Un mode de vie équilibré avec la vie de famille
"Pour supporter les lunettes pendant 51 heures de nage, il a fallu mettre au point un entraînement spécifique. J'ai dormi six mois avec mes lunettes de nage pour que le globe oculaire s'habitue à la pression qu'elles exercent. Alors il faut quelqu'un qui comprenne aussi quand vous allez dormir 'bonsoir chérie, je vais dormir avec quelqu'un qui dort avec ses lunettes de neige', il faut une personne aussi qui comprennent votre mode de vie", sourit le nageur.
Quand on lui demande si sa famille comprend son mode de vie, la réponse est sans appel : "Ma compagne oui, parce qu'elle est à 200 % avec moi dans tous ces projets. On a commencé l'aventure ensemble et c'est un pilier pour moi Frédérique. On mange natation, on dort natation, on parle constamment, on est toujours à fond tous les deux dans le même projet. C'est hyper important d'avoir un équilibre, sinon ça ne peut pas fonctionner en fait. Au regard de ma famille, ils sont super fiers aujourd'hui que je sois sorti de la situation dans laquelle j'étais, parce que ce n'est pas simple, nous livre Stève. Aujourd'hui, quand vous perdez tout comme ça, c'est compliqué, le regard des gens, vous ne voulez pas en parler à votre famille, enfin, c'est dur."
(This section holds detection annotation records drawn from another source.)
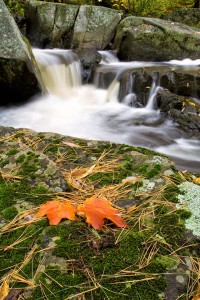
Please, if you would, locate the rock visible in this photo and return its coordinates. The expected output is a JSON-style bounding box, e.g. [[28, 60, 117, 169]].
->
[[157, 89, 200, 137], [113, 17, 200, 61], [0, 1, 40, 105], [72, 5, 121, 50], [25, 1, 78, 48], [163, 8, 200, 27]]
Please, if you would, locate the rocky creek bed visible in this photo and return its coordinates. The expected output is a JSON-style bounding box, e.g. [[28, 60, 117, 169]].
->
[[0, 127, 200, 300]]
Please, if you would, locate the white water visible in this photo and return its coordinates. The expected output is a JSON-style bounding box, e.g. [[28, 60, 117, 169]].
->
[[0, 49, 200, 172]]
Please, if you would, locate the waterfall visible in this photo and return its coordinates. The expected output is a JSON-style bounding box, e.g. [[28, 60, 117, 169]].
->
[[0, 49, 200, 171], [33, 49, 81, 96]]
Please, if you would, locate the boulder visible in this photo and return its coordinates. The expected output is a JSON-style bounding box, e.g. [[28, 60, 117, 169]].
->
[[163, 8, 200, 27], [72, 5, 121, 50], [114, 17, 200, 61], [72, 5, 121, 83], [0, 1, 40, 104], [25, 1, 78, 48]]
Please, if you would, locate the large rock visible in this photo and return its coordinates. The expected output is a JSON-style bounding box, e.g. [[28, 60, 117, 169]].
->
[[72, 5, 121, 83], [114, 17, 200, 61], [25, 1, 78, 48], [72, 5, 121, 50], [163, 8, 200, 27], [0, 1, 39, 104]]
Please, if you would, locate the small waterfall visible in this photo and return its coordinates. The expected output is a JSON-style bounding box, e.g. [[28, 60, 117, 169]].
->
[[0, 49, 200, 171], [33, 49, 81, 96], [146, 72, 161, 110], [98, 51, 119, 64]]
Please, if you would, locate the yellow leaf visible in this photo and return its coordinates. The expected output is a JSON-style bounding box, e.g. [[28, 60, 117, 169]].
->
[[193, 177, 200, 184], [0, 280, 9, 300]]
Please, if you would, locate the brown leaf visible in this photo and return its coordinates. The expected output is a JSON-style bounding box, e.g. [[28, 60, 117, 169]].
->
[[5, 289, 23, 300], [77, 196, 126, 230], [35, 200, 76, 225], [62, 142, 81, 148], [0, 280, 9, 300], [193, 177, 200, 184]]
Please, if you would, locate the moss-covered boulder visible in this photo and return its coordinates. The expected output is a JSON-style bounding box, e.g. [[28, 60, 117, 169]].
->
[[0, 1, 40, 104], [0, 127, 200, 300], [114, 17, 200, 61], [25, 1, 78, 48], [163, 8, 200, 27], [72, 5, 121, 50], [0, 127, 200, 300]]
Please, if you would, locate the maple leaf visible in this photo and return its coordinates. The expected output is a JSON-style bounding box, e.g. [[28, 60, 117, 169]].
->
[[0, 280, 9, 300], [77, 196, 126, 230], [193, 177, 200, 184], [35, 200, 76, 225]]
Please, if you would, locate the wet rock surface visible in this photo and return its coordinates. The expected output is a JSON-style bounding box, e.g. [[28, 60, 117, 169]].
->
[[0, 127, 199, 300]]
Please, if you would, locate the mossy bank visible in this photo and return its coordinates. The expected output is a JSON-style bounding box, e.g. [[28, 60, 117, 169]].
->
[[0, 127, 200, 300]]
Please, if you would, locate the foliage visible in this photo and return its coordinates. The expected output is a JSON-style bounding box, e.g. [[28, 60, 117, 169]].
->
[[36, 196, 126, 230], [112, 0, 194, 17], [5, 0, 195, 17]]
Des performances au service de la science
Et on peut dire que Stève Stievenart est un cas d'école à plusieurs titres : "Le fait de boire de l'eau de mer, parce que je bois la tasse quand je fais mes défis, comme je nage aux quatre coins de la planète. Il faut savoir que dans la mer, il y a des phages, des micro-organismes, des virus naturels, qui s'isolent sur ma paroi intestinale. Et aujourd'hui, on prélève ces phages, ces bactéries pour en faire les levures de demain ou autres."
Ainsi, aider la science est aussi un moyen un autre rêve : "J'ai arrêté l'école à 13 ans, mais au fond de moi, j'aurais vraiment voulu être biologiste marin et ce qui est génial, c'est qu'aujourd'hui je travaille avec ces gens-là et eux qui ont un regard très académique et moi qui ai un regard de terrain et d'expérience, quand on croise nos ressentis, c'est super parce que ça fait avancer des choses."
Et de conclure à la question du bonheur : "Oh bah oui, je suis très heureux. Je me lève le matin. Je vais marcher. Je suis avec mes chiens. Je fais de la méditation. Je m'entraîne deux fois par jour. Je suis avec les gens que j'aime. C'est une vie d'abord en toute simplicité, c'est d'avoir du temps à soi et de faire ce qu'on a envie sans rien devoir à personne, c'est surtout ça pour moi que je retiens."